“What an innocent you are, sister Anne!” said Lewis, laughing. “Why, she’s one of the ‘unattached,’ as Gordon says. I left her in Paris with Archie. You have no idea what a moody, gloomy fellow Duncombe’s grown. I should think he was enough to frighten anybody!”

“He was always a bilious-looking man,” said Mrs. Ross; “and yet Isabel ran away with him.”

“Ah! there’s no accounting for the taste of young ladies,” said Lewis, lightly. “I should think she would be more likely to run away from him, than with him, now. But you should see their menage in Paris! Archie’s the man for all that.”

“How do you mean, Lewis?” said Anne.

“You used to like him—eh, Annie?” said Lewis. “Don’t break your heart—it’s all up with that now. But, I can tell you, he makes the money fly finely.”

Anne’s face flushed deeply—perhaps with the faintest shadow of pain at that intelligence, more than did merely belong to her regret for the folly of an old neighbor and early companion—but certainly with a painful feeling of the levity and carelessness of Lewis.

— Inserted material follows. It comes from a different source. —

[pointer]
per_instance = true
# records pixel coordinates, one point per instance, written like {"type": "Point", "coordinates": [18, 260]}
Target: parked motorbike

“Well, Lewis,” said Mrs. Ross; “I should think Archibald Sutherland could afford it pretty well. The old people must have saved a great deal, they lived so quietly. Strathoran is a good estate. Archie does not need to be so frugal as you.”

“Frugal!” echoed her son. “I wish you only saw. But, unless you did, with your quiet Scotch notions, you could have no idea of it. If Archie Sutherland is not poorer than we are, I’m mistaken.”

“Oh!” said Mrs. Ross; “that will be the reason they are thinning the woods. Then why don’t they come home and economize?”

“Come home!” cried Lewis. “Home to this dull Strathoran after Paris! It’s not such an easy thing, I can tell you, mother. But, to be sure, one never knows the true reason. I’ve heard Archie often wishing for home—perhaps he is afraid of falling in love with Anne.”